Another target within the rule with respect to Medicare Advantage plans has to do with marketing practices. The plans have become popular such that today, 45 % of all Medicare beneficiaries are enrolled in Med Advantage plans. Medicare anticipates this number to rise to 50% by 2025. Apparently, those annoying generic television ads promoting various Medicare Advantage plan features, some featuring celebrities like JJ Walker and Joe Namath, have gotten notice in Washington. No longer will that style of ad be permitted instead, requiring a specific plan to be identified and each ad, to eliminate images and language that is confusing or misleading (not sure how that will be monitored).

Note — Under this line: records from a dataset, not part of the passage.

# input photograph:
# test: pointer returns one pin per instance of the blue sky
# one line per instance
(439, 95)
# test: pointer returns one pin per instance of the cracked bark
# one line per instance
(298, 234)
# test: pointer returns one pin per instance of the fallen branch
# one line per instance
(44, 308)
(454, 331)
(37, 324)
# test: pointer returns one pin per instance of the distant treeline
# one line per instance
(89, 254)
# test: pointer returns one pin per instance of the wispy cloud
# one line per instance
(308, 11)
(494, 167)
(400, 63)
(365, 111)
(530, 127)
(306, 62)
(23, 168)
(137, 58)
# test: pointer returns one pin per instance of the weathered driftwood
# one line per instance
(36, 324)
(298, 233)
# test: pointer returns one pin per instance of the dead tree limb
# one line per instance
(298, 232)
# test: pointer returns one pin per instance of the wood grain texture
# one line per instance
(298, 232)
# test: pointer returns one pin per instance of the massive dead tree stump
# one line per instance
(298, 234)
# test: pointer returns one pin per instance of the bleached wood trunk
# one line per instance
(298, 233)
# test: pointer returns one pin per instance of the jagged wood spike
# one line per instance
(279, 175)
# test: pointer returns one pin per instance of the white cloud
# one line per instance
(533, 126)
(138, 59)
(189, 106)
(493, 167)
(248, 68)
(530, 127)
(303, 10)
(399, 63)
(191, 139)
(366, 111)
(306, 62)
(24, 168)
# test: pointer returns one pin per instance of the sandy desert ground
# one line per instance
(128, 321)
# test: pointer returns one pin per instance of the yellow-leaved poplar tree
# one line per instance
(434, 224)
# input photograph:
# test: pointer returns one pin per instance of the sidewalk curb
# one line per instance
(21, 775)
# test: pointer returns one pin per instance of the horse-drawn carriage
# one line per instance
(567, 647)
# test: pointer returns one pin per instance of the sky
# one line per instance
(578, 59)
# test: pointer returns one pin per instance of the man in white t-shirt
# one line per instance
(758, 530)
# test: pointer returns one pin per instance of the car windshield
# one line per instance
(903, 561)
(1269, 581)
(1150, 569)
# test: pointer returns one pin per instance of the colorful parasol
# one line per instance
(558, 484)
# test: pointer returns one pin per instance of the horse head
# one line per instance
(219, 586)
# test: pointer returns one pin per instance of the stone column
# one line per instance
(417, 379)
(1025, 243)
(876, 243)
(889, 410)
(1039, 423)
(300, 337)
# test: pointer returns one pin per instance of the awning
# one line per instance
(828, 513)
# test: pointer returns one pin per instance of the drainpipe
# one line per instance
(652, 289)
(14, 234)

Another change or improvement relates to behavioral health access and coverage criteria. CMS is finalizing a new set of rules requiring Medicare Advantage plans to: “(1) add Clinical Psychologists and Licensed Clinical Social Workers as specialty types for which we set network standards, and make these types eligible for the 10-percentage point telehealth credit; (2) amend general access to services standards to include explicitly behavioral health services; (3) codify standards for appointment wait times for primary care and behavioral health services; (4) clarify that emergency behavioral health services must not be subject to prior authorization; (5) require that MA organizations notify enrollees when the enrollee’s behavioral health or primary care provider(s) are dropped midyear from networks; and (6) require MA organizations to establish care coordination programs, including coordination of community, social, and behavioral health services to help move towards parity between behavioral health and physical health services and advance whole-person care.”

I’m encouraging providers to read the rule’s fact sheet. Medicare Advantage providers will not simply or quickly, make wholesale adjustments to their existing practices because of this rule. Additionally, providers should always be aware of National and Local Coverage Determinations and use the same, as a “road map” for dealing with Med Advantage coverage and authorization issues. Providers will need to push the plans to make proper adjustments accordingly and to protect and advocate, for their patients. It will take time for the Med Advantage industry to adjust but, movement will happen quicker if providers hold the plans accountable.